Since it's neither specific to linux-hardened or Arch Linux, it needs to be reported and fixed upstream. I'd be willing to backport an upstream fix for it but otherwise it's not something that I'll be working on.
Can let me know when there's an upstream fix and I'll apply it.
Tuesday, 11 July 2017, 20:01 GMT
Reason for closing: Upstream
Additional comments about closing: This has been narrowed down as an upstream issue reproducible with CONFIG_SLUB_DEBUG_ON=y or passing the equivalent slub_debug=FZPU on the kernel line.
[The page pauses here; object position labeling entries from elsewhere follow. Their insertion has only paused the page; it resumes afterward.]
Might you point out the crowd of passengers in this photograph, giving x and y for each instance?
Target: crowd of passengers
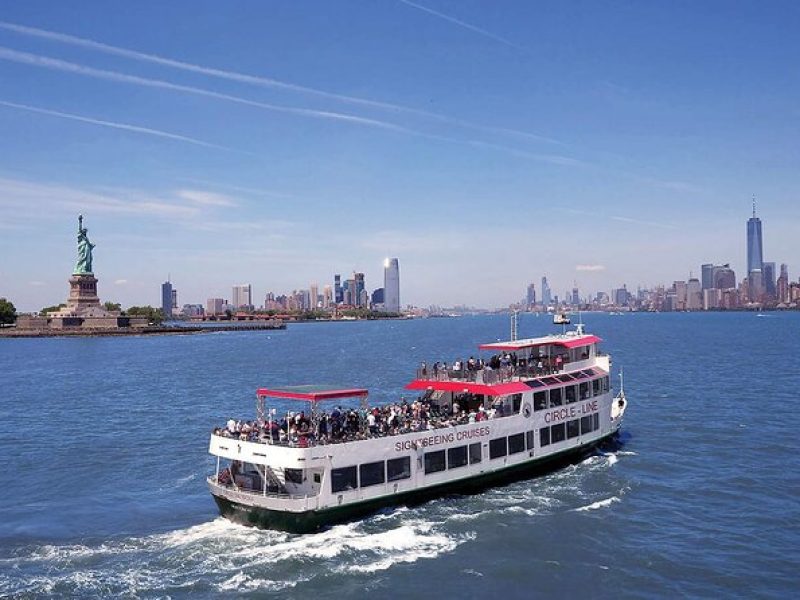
(341, 425)
(507, 363)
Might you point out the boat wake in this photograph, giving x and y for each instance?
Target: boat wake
(220, 556)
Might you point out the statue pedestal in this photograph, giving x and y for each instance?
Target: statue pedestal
(82, 293)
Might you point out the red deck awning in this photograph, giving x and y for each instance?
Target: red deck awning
(501, 389)
(311, 395)
(564, 342)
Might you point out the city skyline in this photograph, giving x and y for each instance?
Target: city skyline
(302, 139)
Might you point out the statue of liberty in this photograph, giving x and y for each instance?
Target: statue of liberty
(85, 247)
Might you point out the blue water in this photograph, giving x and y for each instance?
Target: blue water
(104, 443)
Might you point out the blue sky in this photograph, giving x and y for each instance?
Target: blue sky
(483, 143)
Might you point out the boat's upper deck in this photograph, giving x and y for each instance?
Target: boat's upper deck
(516, 360)
(463, 392)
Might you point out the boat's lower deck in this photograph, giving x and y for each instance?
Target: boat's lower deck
(243, 507)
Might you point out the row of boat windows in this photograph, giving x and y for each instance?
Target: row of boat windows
(395, 469)
(569, 394)
(566, 431)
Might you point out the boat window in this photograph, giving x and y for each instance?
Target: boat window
(498, 447)
(544, 437)
(434, 462)
(344, 479)
(573, 428)
(516, 443)
(293, 475)
(587, 424)
(556, 396)
(371, 473)
(456, 457)
(569, 392)
(475, 453)
(398, 468)
(558, 433)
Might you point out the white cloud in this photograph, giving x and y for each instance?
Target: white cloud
(205, 198)
(111, 124)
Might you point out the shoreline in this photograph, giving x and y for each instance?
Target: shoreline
(13, 332)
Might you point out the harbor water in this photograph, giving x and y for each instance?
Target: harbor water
(105, 440)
Since it's neither specific to linux-hardened or Arch Linux, it needs to be reported and fixed upstream. I'd be willing to backport an upstream fix for it but otherwise it's not something that I'll be working on.
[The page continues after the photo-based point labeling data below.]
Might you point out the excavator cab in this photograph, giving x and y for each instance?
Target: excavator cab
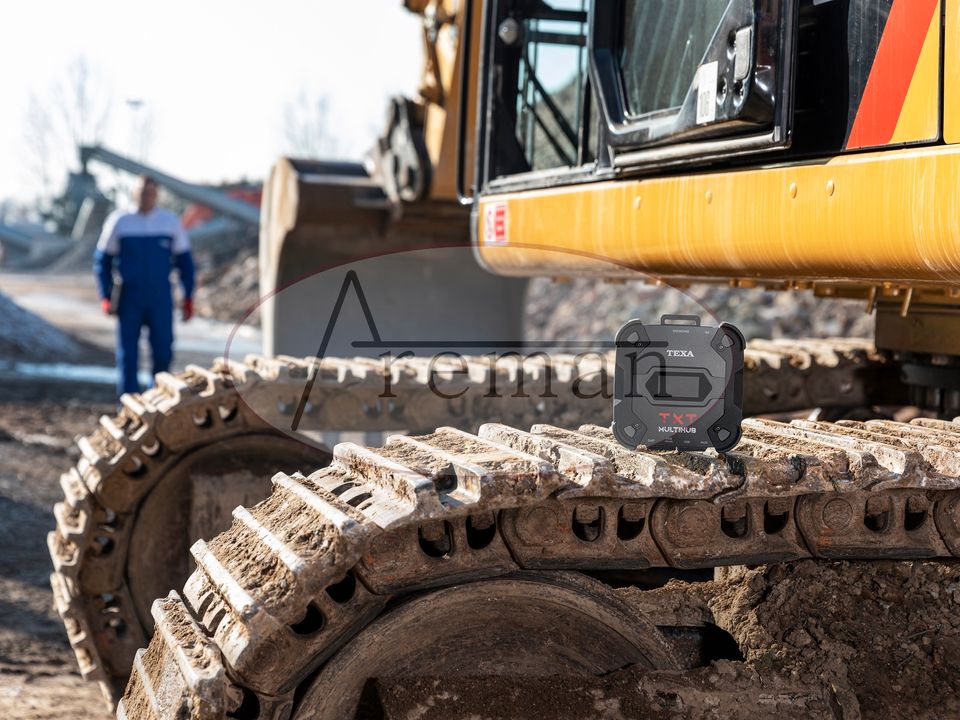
(583, 90)
(784, 144)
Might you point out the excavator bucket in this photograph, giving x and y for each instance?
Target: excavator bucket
(326, 222)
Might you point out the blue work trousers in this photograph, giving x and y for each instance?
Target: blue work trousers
(133, 315)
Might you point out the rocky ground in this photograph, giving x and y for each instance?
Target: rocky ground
(831, 640)
(593, 310)
(28, 338)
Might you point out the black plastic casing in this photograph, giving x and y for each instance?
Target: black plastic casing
(678, 385)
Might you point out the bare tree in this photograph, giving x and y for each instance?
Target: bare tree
(74, 111)
(83, 104)
(39, 143)
(306, 127)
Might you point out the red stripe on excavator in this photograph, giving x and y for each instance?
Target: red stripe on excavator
(893, 69)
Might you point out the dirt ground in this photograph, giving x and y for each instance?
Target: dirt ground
(38, 673)
(830, 640)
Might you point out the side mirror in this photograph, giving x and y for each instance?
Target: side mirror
(669, 71)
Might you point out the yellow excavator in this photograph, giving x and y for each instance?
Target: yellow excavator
(796, 145)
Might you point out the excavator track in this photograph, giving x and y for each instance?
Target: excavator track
(106, 519)
(272, 622)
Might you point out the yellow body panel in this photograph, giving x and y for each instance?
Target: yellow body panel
(865, 218)
(440, 88)
(951, 73)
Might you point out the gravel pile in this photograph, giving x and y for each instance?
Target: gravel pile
(885, 636)
(588, 309)
(25, 337)
(227, 291)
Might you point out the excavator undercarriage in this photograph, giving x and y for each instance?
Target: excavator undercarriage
(167, 471)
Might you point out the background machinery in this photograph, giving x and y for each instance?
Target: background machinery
(691, 141)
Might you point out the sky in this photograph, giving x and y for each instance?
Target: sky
(213, 78)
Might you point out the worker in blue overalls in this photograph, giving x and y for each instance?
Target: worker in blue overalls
(132, 263)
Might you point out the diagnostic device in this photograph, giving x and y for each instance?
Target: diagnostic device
(678, 385)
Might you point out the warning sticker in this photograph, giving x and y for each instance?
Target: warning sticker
(495, 224)
(707, 92)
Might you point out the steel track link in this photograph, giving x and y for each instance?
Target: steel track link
(278, 596)
(130, 456)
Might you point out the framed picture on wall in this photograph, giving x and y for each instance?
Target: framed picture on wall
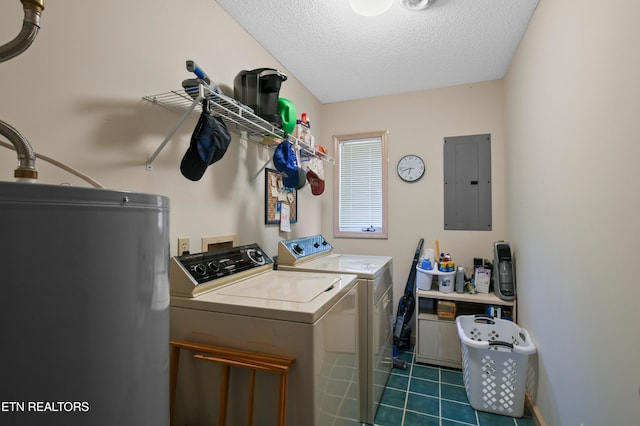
(275, 196)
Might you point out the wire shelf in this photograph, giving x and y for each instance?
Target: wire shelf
(237, 117)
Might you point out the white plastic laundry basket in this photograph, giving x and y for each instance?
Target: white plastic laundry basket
(495, 356)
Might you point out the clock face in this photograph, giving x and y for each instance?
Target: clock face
(411, 168)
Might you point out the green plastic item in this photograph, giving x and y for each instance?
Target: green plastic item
(287, 111)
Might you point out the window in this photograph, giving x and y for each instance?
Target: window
(360, 193)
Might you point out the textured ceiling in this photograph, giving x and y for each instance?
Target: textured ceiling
(339, 55)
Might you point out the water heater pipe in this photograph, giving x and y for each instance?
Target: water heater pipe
(30, 26)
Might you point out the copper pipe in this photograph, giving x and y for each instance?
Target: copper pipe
(30, 26)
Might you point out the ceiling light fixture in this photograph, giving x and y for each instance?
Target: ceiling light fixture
(370, 7)
(415, 4)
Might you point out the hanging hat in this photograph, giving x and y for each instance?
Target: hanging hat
(315, 176)
(284, 160)
(209, 142)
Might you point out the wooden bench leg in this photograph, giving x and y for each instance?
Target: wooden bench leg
(224, 395)
(174, 360)
(252, 387)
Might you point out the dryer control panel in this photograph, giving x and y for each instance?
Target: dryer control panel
(192, 274)
(291, 252)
Can let me know when there's an upstream fix and I'll apply it.
Further, I have an encrypted ext4 partition, as well as encrypted xfs... Only the encrypted xfs have the failure, all other partitions (non-encrypted) mount fine...
Have just upgraded, another system (on same machine), and problem occurs, as above, with same conditions
4.12.0-1-ARCH
$ cd /tmp/
$ dd if=/dev/zero of=disk.img bs=1M count=256
256+0 records in
256+0 records out
268435456 bytes (268 MB, 256 MiB) copied, 0.056453 s, 4.8 GB/s
$ sudo losetup /dev/loop0 disk.img
$ sudo cryptsetup -y -c aes -s 256 create home-aes /dev/loop0
Enter passphrase:
Verify passphrase:
$ sudo mkfs.xfs /dev/mapper/home-aes
meta-data=/dev/mapper/home-aes isize=512 agcount=4, agsize=16384 blks
= sectsz=512 attr=2, projid32bit=1
= crc=1 finobt=1, sparse=0, rmapbt=0, reflink=0
data = bsize=4096 blocks=65536, imaxpct=25
= sunit=0 swidth=0 blks
naming =version 2 bsize=4096 ascii-ci=0 ftype=1
log =internal log bsize=4096 blocks=855, version=2
= sectsz=512 sunit=0 blks, lazy-count=1
realtime =none extsz=4096 blocks=0, rtextents=0
$ sudo mount -t xfs -o discard,noatime /dev/mapper/home-aes /mnt
$ sudo umount /mnt
$ sudo cryptsetup close home-aes
$ sudo cryptsetup open /dev/loop0 home-aes -c aes -s 256 --type plain
Enter passphrase:
$ sudo mount -t xfs -o discard,noatime /dev/mapper/home-aes /mnt
This is using 4.12 from mainline with arch's 4.11 config plus all default selections on new options on x86_64
Possibly an issue caused by a linux-hardened specific change.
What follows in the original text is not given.